Ketua UEFA Michel Platini menyatakan banding terhadap keputusan komite etika Federasi Sepak Bola Internasional FIFA yang melarangnya untuk ikut terlibat dalam kegiatan persepakbolaan apa pun selama 90 hari sementara tuduhan korupsi terhadapnya sedang diinvestigasi.

Mantan pemain bola Prancis berusia 60 tahun itu diskors bersama-sama dengan Presiden FIFA Sepp Blatter dan sekretaris jenderal Jerome Valcke. Mereka menyangkal melakukan kesalahan.

Platini, yang merupakan wakil presiden FIFA, merupakan tokoh yang disukai Asosiasi Sepak Bola itu untuk menggantikan kedudukan Blatter di FIFA.

Asosiasi sepak bola Prancis menginginkan Pengadilan Arbitrase untuk Olahraga untuk ikut campur tangan guna memastikan Platini dapat mencalonkan diri dalam pemilihan presiden FIFA.

Komite etika FIFA memulai investigasinya setelah jaksa agung Swiss membuka pemeriksaan pengadilan pidana terhadap Blatter di bulan September.

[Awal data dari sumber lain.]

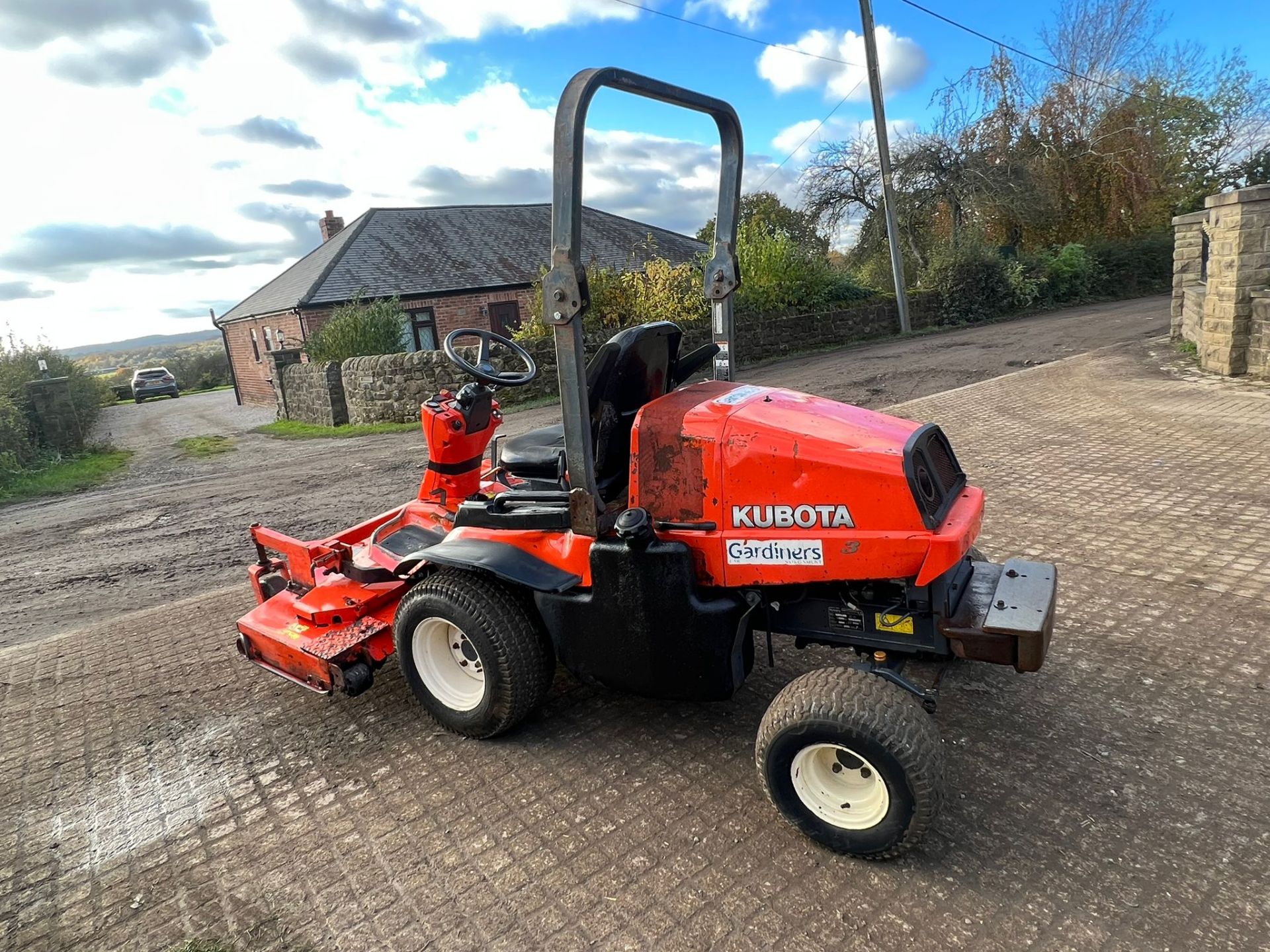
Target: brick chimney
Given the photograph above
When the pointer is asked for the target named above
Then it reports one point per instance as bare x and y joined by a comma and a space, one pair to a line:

Blatter dituduh menandatangani kontrak "yang tidak menguntungkan" untuk FIFA dan memberikan pembayaran kepada Platini.

Komite Etika juga melakukan penyelidikan terhadap Platini mengenai bayaran sebesar 2 juta euro (Rp30 miliar) yang diberikan sembilan tahun setelah mantan pesepak bola Prancis itu melakukan pekerjaan konsultasi untuk Blatter.

Asas praduga tak bersalah

FIFA akan mengadakan pertemuan darurat pada tanggal 20 Oktober di Zurich untuk membahas mengenai pemilihan presiden FIFA, di mana pengganti Blatter akan dipilih.

Platini, yang sudah menjadi presiden UEFA sejak tahun 2007, telah didukung oleh konfederasi sepak bola Amerika Selatan (Conmebol) sejak ia diskors.

Conmebol mengatakan ia seharusnya dipandang sebagai tak bersalah sampai memang terbukti.

Federasi Sepak Bola Prancis mengharap adanya keputusan dari komite banding FIFA dalam delapan hari ini.